You were spared and I was saved by a former business editor at the Hamilton Spectator.
I went into the newsroom back in the fall of 1999 to pitch the editor on an advice column about public relations.
The editor said what you’re thinking. No one would want to read that week after week.
What went unsaid was my complete lack of qualification to write that column. I was just six years into my career. I’d only held two junior PR jobs. Along with embarrassing myself, writing about PR hits and misses by local leaders and employers would’ve been a definite career-limiting move.
While the PR column was DOA, the editor pointed to an overflowing bookcase and asked if I’d be interested in reviewing business books. I left with the first of what would be nearly 600 books and counting.
The authors of Read to Lead would agree that my saying yes to reading and reviews business books was a smarter career move.
“One of the best, most affordable and flexible ways you can improve yourself professionally is by reading books,” says Jeff Brown and Jesse Wisnewski. “Reading books may not appear on your resume or LinkedIn profile. But the benefits you reap from what you read will.
“Reading books will help you learn new skills, improve your decision-making abilities, and even provide you with more professional opportunities. Reading books can also help you avoid costly mistakes and reduce your learning curve.”
While the benefits are many, lots of us aren’t reading nearly enough. And some of us don’t read any books at all.
A lack of time is a common excuse even though we average close to six hours a day starring at screens. “Don’t blame TV, social media, or the internet for your being a non-reader,” say the authors. “Instead, fight to give your attention to reading more by doing less of whatever else you’re giving your leisurely attention to. Your future self will thank you.”
So what books should you be reading? It shouldn’t be an exclusive diet of business books. Brown and Wisnewski recommend reading for personal change and personal enrichment, spiritual enrichment, professional development and wisdom. Also read books recommended by people you trust. “If a book has changed someone else’s life and they recommend it, get it. Reading a book recommended by someone you know or respect from a distance can be a game-changer.”

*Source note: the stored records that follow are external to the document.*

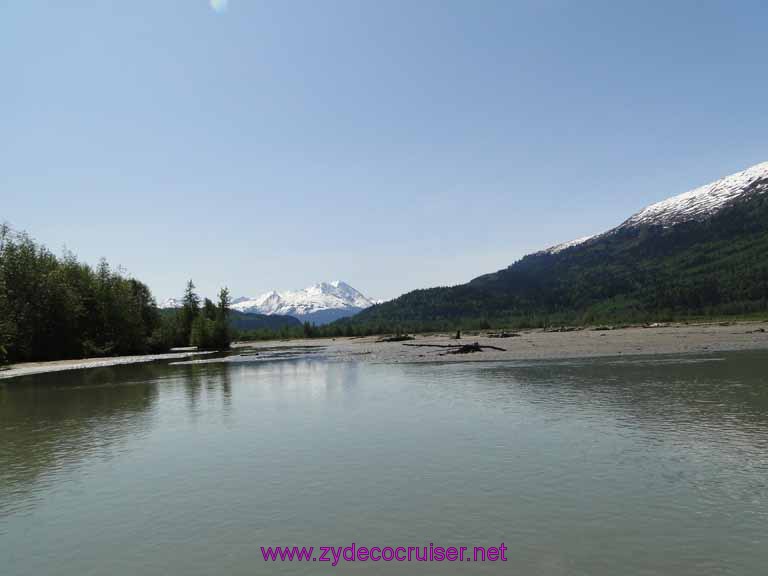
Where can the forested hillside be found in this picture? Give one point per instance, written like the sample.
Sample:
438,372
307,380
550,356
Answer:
55,307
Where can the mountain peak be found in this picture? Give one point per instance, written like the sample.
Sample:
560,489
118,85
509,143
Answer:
319,303
697,204
702,202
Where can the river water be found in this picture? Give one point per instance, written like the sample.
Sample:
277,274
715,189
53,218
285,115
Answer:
595,467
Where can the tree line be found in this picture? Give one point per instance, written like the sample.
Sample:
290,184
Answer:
55,307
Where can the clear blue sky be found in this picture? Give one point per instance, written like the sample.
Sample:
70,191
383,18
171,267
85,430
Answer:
392,144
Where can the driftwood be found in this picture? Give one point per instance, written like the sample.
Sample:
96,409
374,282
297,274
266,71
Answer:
458,348
400,338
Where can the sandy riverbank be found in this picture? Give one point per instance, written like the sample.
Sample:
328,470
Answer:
28,368
538,344
526,345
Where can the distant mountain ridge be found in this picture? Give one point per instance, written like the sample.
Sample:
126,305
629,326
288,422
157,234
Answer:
319,304
703,252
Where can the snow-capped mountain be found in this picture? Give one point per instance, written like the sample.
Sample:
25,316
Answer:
697,204
320,303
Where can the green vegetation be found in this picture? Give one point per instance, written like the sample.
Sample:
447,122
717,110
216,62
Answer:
55,308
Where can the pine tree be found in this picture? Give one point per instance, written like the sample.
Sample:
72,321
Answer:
189,311
222,335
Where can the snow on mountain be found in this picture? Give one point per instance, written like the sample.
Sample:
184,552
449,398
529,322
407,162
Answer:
564,245
320,303
697,204
704,201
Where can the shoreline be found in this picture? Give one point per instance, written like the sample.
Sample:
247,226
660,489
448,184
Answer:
537,344
33,368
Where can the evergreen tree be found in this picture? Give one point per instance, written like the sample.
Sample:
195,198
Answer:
189,311
222,336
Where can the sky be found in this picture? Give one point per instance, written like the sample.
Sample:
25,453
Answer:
391,144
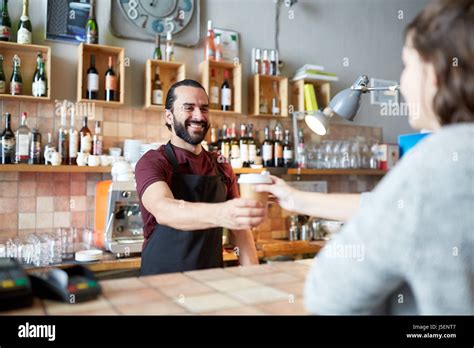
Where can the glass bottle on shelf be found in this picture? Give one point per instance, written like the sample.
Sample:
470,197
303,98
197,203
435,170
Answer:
92,29
169,50
35,147
24,26
210,53
23,141
16,81
7,142
226,93
3,82
92,91
110,82
157,93
5,23
97,140
275,99
157,55
214,91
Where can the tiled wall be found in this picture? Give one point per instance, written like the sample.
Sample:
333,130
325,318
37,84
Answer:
41,202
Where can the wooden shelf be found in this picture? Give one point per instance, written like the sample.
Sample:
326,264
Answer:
299,171
41,168
263,85
235,81
170,72
321,88
27,54
102,54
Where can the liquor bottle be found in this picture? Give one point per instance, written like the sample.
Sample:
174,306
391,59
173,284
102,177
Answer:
157,52
213,147
257,64
278,148
252,145
49,147
35,147
219,49
287,150
110,82
7,142
263,107
22,141
234,144
5,23
24,27
225,144
267,149
244,146
169,50
214,91
92,91
226,93
92,29
157,93
97,140
40,81
273,63
63,139
265,63
275,99
73,140
16,80
3,82
85,137
210,53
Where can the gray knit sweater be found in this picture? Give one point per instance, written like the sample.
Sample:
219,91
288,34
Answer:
410,248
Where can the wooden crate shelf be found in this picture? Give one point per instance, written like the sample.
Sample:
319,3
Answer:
235,81
170,72
263,85
27,54
322,89
41,168
102,54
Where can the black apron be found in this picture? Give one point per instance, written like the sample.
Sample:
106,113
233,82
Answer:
171,250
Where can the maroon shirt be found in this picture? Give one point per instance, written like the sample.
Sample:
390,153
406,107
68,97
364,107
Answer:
154,167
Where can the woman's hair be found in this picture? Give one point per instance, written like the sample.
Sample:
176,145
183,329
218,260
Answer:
443,34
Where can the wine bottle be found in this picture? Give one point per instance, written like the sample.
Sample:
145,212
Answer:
5,23
157,93
16,80
23,141
226,93
40,82
157,52
110,82
7,142
3,82
24,27
92,91
92,29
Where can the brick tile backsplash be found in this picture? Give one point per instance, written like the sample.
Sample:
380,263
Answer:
43,202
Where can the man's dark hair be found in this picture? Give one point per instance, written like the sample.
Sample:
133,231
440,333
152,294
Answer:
171,96
443,34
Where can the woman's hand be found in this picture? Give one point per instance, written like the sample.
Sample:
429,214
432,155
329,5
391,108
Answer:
284,193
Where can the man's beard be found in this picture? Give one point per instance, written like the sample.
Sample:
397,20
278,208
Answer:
191,138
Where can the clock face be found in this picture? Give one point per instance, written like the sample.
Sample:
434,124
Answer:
159,16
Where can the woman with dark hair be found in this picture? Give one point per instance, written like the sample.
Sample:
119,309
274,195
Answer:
408,247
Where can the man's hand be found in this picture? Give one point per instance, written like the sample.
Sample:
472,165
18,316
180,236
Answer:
240,214
284,193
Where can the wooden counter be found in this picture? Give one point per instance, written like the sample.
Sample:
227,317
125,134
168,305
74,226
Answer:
273,288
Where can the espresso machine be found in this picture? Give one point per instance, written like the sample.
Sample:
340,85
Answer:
118,219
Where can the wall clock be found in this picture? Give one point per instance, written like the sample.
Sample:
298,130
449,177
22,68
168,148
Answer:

The authors are big fans of joining or starting a book club at work. “Encouraging your colleagues, team, or employees to join a book club is arguably one of the most cost-effective ways you can build a healthy culture, train your team and develop future leaders.”
To start a book club, get permission and financial support from your boss. Pick a moderator to lead the group discussion. Choose a book and set a date, ideally giving everyone a month to read the book. As a group, talk about the book’s big ideas and then implement what you’ve learned. The authors’ Leadbook.com website has free resources for setting up and running a book club at work, including questions to jumpstart conversations and a recommended reading list.
Whether on your own or in a club, Brown and Wisnewski say you should read like your career depends on it.
“There’s no secret to reading other than making it a priority, picking up a book, cracking it open and getting to work. If you want to read more books, then you will have to prioritize reading. There’s no way around making this decision, and you’re the only one who can make it.”
Jay Robb serves as communications manager for McMaster University’s Faculty of Science, lives in Hamilton and has reviewed business books for the Hamilton Spectator since 1999.